The Rohingya, a stateless Muslim minority, have faced decades of persecution in Myanmar where they are regarded as illegal immigrants.
But since the latest upsurge in violence on August 25, hundreds of thousands have flooded across the border into Bangladesh bringing stories of entire villages burned to the ground by Buddhist mobs and Myanmar troops.
On Monday the UN human rights chief Zeid Ra’ad Al Hussein accused Myanmar of waging a “systematic attack” on the Rohingya and warned that “ethnic cleansing” seemed to be under way.
“Because Myanmar has refused access to human rights investigators the current situation cannot yet be fully assessed, but the situation seems a textbook example of ethnic cleansing,” he told the UN Human Rights Council.
Suu Kyi, a Nobel peace laureate, has come in for strong international criticism over the military crackdown on the Rohingya, which began when militants ambushed security forces on August 25.
The UN special rapporteur on human rights in Myanmar has said the latest violence may have left more than 1,000 dead, most of them Rohingya.
A further 27,000 ethnic Rakhine Buddhists as well as Hindus have also fled violence that has gripped northern Rakhine, where international aid programmes have been severely curtailed.
Most have walked for days and the United Nations says many are sick, exhausted and in desperate need of shelter, food and water.

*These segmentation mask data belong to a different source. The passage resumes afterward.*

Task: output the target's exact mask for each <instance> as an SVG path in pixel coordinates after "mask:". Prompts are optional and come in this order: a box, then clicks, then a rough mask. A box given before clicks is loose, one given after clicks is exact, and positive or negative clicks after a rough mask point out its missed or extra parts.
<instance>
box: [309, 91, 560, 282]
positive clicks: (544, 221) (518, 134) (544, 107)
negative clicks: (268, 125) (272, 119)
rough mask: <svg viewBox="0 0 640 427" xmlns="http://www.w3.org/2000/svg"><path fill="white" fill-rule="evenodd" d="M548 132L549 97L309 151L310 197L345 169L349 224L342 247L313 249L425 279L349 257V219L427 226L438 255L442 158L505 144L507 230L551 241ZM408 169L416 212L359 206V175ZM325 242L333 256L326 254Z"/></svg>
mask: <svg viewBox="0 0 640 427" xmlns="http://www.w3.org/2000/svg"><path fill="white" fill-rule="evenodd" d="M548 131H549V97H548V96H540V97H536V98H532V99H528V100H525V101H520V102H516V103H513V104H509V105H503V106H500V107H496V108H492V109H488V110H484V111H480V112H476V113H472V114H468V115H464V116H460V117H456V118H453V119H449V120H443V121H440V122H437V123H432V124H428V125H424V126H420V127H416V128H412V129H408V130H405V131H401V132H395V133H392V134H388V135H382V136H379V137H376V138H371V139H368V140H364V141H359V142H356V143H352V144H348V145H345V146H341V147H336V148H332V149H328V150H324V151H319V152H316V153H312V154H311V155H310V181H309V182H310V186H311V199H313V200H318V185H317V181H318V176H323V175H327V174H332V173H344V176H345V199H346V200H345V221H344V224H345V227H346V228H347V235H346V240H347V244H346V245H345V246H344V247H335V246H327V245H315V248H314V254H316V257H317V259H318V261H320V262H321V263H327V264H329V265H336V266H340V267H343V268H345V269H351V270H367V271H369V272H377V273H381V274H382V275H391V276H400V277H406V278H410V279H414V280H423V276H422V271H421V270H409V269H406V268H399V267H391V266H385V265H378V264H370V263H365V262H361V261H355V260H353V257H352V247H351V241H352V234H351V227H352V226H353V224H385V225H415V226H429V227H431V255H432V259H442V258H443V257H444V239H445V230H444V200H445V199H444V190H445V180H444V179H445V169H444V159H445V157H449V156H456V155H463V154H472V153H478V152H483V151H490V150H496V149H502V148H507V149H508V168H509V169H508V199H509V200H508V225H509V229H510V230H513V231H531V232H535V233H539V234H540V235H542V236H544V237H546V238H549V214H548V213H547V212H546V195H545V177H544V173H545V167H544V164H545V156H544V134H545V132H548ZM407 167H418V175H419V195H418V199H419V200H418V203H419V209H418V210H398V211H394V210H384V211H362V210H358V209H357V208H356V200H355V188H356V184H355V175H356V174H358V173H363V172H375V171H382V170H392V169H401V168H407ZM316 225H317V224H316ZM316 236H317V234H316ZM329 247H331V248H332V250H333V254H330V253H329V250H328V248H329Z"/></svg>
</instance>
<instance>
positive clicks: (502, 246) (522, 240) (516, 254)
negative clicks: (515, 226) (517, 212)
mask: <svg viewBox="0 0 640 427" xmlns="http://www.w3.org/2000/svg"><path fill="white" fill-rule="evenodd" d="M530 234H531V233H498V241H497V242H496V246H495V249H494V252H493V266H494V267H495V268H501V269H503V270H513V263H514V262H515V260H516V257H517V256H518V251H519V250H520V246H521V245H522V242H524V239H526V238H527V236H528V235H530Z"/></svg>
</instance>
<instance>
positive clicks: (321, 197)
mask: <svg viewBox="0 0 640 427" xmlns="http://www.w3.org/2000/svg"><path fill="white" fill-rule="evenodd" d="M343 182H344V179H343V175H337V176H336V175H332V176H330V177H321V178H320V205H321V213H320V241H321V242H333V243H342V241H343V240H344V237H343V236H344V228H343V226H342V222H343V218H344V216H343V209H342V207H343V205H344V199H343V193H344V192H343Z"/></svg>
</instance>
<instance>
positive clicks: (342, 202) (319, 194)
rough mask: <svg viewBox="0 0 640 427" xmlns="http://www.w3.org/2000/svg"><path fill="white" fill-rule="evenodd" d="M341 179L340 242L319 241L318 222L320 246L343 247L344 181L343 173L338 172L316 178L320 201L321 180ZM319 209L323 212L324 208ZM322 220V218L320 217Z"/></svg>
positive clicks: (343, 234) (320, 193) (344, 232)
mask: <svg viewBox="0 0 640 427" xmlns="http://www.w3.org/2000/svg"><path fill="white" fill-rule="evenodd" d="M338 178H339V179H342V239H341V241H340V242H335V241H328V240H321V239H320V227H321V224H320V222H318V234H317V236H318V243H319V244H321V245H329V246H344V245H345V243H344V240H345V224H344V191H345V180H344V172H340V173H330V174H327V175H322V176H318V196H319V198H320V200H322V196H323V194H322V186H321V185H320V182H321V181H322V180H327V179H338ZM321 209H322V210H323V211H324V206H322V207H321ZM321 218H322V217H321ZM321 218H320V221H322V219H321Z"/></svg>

Safura Khatun, 60, was among the hundreds who crossed into Bangladesh on Monday.
She said it had taken her 15 days to reach Bangladesh from her village south of Maungdaw, where her husband and three sons had been killed. “I had only water for the last five days,” she said, rocking on the spot in a yellow headscarf.
Dhaka, which initially tried to block the Rohingya from entering, on Monday said it would start registering all new arrivals. The Bangladesh government plans to build a huge new camp that will house a quarter of a million refugees.